Utility for comparing results of X-UMX (audio separation) in parallel, written in Rust.
This program is intended to be used as a metric tool for X-UMX inference results, by calculating the mean error between STFT frames of each output tracks pair (e.g. bass output of dir1 with bass output for dir2). The program displays the error found on each pair of stems (Bass, Drums, Vocals and Other) as well as the mean error of the 4. The program uses 2 algorithms for calculating the final errors, one where all frequency bins of respective STFT frames are treated equally (Time mode) and one where bins of higher frequency have a smaller effect on the overall results (Frequency mode). The latter method was implemented so that the final metric would loosely reflect the Frequency/Perceived Loudness curve of the human ear.

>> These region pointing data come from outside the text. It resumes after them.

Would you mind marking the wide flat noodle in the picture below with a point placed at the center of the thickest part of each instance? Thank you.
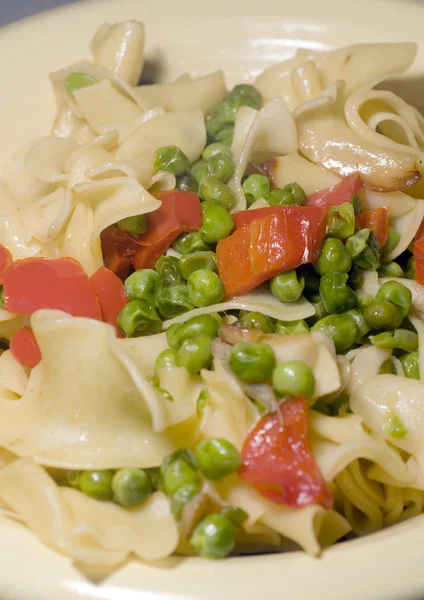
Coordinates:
(120, 49)
(287, 169)
(388, 394)
(359, 65)
(184, 94)
(259, 136)
(105, 109)
(185, 129)
(309, 527)
(326, 139)
(91, 532)
(260, 300)
(81, 407)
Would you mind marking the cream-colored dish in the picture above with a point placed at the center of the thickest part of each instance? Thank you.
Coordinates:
(346, 570)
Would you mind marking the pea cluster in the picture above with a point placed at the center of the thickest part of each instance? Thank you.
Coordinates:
(180, 477)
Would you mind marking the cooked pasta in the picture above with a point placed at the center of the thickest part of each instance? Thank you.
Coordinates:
(211, 320)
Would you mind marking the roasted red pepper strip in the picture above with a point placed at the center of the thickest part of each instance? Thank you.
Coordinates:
(110, 292)
(57, 283)
(179, 212)
(278, 461)
(263, 246)
(337, 194)
(5, 260)
(118, 250)
(378, 221)
(24, 348)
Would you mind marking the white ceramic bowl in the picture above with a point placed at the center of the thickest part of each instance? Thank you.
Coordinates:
(242, 37)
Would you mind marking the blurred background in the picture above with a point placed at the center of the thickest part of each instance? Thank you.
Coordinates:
(12, 10)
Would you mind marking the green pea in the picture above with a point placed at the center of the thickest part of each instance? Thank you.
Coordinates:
(410, 268)
(214, 537)
(144, 284)
(181, 454)
(287, 287)
(177, 474)
(387, 367)
(256, 320)
(291, 193)
(318, 306)
(257, 186)
(393, 426)
(174, 301)
(195, 327)
(202, 401)
(72, 477)
(187, 183)
(237, 515)
(167, 359)
(171, 159)
(217, 224)
(168, 269)
(190, 242)
(252, 362)
(356, 203)
(333, 258)
(337, 297)
(217, 457)
(225, 136)
(137, 318)
(392, 241)
(245, 95)
(340, 328)
(322, 408)
(293, 377)
(216, 149)
(96, 484)
(410, 365)
(222, 116)
(195, 354)
(183, 495)
(396, 293)
(204, 288)
(136, 225)
(310, 276)
(76, 81)
(382, 314)
(131, 486)
(363, 299)
(212, 188)
(390, 270)
(341, 221)
(220, 166)
(189, 263)
(361, 324)
(198, 170)
(400, 339)
(364, 249)
(291, 327)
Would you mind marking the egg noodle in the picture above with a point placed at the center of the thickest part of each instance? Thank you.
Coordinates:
(95, 402)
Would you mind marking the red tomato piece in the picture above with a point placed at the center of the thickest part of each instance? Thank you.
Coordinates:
(278, 461)
(111, 294)
(337, 194)
(58, 283)
(269, 244)
(118, 250)
(378, 221)
(179, 212)
(5, 260)
(24, 348)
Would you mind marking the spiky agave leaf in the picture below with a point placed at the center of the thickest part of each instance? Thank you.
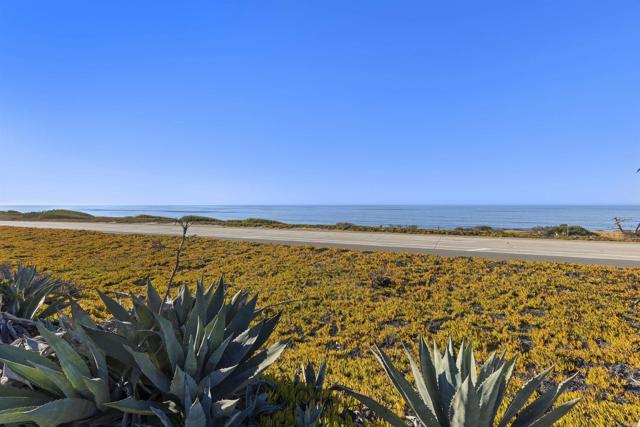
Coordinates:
(66, 388)
(25, 293)
(195, 348)
(450, 391)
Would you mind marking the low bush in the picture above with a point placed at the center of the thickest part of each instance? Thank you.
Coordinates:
(563, 230)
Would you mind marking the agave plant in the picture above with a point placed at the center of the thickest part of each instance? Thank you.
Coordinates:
(199, 352)
(450, 391)
(24, 296)
(71, 388)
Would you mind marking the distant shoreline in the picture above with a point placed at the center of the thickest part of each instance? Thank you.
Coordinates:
(561, 231)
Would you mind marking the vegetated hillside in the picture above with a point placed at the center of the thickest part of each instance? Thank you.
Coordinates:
(337, 303)
(562, 231)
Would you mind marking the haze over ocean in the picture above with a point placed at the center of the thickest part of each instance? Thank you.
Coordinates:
(428, 216)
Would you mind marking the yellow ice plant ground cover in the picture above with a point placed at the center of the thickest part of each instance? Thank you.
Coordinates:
(337, 303)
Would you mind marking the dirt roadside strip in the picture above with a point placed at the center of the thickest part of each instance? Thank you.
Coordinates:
(621, 254)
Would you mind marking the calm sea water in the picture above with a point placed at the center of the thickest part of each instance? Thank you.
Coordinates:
(437, 216)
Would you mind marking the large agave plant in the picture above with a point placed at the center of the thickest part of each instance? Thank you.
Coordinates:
(74, 388)
(450, 391)
(200, 352)
(24, 296)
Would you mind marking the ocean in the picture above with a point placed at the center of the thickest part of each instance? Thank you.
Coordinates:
(428, 216)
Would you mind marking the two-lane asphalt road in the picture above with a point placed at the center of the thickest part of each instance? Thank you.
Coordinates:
(623, 254)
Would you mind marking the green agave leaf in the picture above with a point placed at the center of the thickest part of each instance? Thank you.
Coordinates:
(430, 379)
(153, 298)
(465, 406)
(421, 386)
(146, 318)
(164, 419)
(112, 345)
(224, 408)
(539, 406)
(71, 362)
(21, 401)
(59, 379)
(196, 416)
(172, 346)
(488, 392)
(10, 391)
(147, 367)
(20, 355)
(133, 406)
(51, 414)
(419, 407)
(34, 376)
(99, 390)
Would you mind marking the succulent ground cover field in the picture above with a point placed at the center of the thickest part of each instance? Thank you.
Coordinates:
(337, 303)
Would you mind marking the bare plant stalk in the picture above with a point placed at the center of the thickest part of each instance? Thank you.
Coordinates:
(185, 224)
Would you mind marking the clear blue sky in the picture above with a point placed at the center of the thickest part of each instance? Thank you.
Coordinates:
(138, 102)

The metric itself doesn't have a quantifiable meaning but can be used to measure relative changes in quality between different settings in X-UMX.
The program expects two directories as input arguments, where each directory contains the separated stems of a song.

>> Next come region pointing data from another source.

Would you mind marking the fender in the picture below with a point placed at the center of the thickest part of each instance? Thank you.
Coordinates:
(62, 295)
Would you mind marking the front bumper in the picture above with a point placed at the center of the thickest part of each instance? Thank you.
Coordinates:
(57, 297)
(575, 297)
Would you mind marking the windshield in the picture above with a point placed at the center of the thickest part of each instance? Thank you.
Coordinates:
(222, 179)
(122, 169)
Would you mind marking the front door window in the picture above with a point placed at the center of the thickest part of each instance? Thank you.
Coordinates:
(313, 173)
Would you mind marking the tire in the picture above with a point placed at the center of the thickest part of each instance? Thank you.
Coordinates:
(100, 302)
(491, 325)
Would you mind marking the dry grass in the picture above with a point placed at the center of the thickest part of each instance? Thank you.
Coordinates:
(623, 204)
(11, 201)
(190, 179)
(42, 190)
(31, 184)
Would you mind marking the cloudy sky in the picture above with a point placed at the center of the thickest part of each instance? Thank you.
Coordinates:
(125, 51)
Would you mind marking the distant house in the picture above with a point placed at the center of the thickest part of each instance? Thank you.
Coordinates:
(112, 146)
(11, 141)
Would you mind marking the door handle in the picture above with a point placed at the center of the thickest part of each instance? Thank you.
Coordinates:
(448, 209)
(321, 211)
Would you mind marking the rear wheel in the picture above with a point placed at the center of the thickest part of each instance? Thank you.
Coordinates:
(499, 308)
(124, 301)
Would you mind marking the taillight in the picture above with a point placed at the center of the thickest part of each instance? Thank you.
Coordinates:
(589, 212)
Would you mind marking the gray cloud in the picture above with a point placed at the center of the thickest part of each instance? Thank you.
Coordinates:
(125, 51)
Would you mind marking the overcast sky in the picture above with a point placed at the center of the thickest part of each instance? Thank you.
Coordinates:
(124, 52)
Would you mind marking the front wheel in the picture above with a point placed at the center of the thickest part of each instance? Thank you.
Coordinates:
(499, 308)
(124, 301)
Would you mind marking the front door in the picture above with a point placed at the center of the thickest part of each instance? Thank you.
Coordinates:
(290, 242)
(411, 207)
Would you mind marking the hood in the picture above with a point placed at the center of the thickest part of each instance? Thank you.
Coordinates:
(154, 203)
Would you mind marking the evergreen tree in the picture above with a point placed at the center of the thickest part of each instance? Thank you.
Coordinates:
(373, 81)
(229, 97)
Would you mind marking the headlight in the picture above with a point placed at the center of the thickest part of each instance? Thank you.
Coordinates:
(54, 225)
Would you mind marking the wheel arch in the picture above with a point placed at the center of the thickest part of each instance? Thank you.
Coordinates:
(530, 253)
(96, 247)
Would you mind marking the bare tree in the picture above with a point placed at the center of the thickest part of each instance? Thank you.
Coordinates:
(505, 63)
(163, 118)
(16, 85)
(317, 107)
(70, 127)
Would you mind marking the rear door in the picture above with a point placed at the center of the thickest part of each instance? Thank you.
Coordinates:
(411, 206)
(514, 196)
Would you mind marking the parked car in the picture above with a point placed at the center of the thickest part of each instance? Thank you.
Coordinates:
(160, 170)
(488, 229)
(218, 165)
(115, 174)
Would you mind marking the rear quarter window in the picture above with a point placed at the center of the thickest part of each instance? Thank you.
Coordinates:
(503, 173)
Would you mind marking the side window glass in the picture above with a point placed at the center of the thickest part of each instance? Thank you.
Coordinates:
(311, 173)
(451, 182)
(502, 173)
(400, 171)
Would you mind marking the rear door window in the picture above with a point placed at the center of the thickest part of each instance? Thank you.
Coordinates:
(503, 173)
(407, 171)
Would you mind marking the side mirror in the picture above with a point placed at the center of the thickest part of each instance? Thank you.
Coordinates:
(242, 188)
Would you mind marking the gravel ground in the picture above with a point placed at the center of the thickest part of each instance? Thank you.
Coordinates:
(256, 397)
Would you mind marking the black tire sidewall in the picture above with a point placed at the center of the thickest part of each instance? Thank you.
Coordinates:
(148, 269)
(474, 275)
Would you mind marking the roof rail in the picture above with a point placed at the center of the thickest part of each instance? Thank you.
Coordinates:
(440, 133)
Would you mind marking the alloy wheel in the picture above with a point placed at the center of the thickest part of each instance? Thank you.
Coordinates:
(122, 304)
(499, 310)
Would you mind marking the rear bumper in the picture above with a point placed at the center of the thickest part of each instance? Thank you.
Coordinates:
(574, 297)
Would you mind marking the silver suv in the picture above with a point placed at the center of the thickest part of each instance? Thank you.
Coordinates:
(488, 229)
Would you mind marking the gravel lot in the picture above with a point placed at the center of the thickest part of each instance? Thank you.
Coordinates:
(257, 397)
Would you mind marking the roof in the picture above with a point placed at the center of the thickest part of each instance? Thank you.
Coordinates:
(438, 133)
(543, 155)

speccomp directory1 directory2 [--serial]
The --serial
flag is optional and will force the program to execute in one thread instead of 8. This option is available for testing purposes.
Considering this task requires independant computations on 8 distinct tracks for the calculations of 8 different spectograms, utilizing multithreading allowed for speedups around 2.0 - 3.0.
Input Duration | Serial Exec. Time | Parallel Exec. Time | Speed-Up |
---|---|---|---|
44 s | 306 ms | 142 ms | 2.15 |
1 min | 433 ms | 163 ms | 2.65 |
4 min | 1594 ms | 509 ms | 3.13 |
The parallel version is by no means fully optimized. The final portion of the code, where the deviations between frequency bins are calculated, is not implemented to run in parallel yet.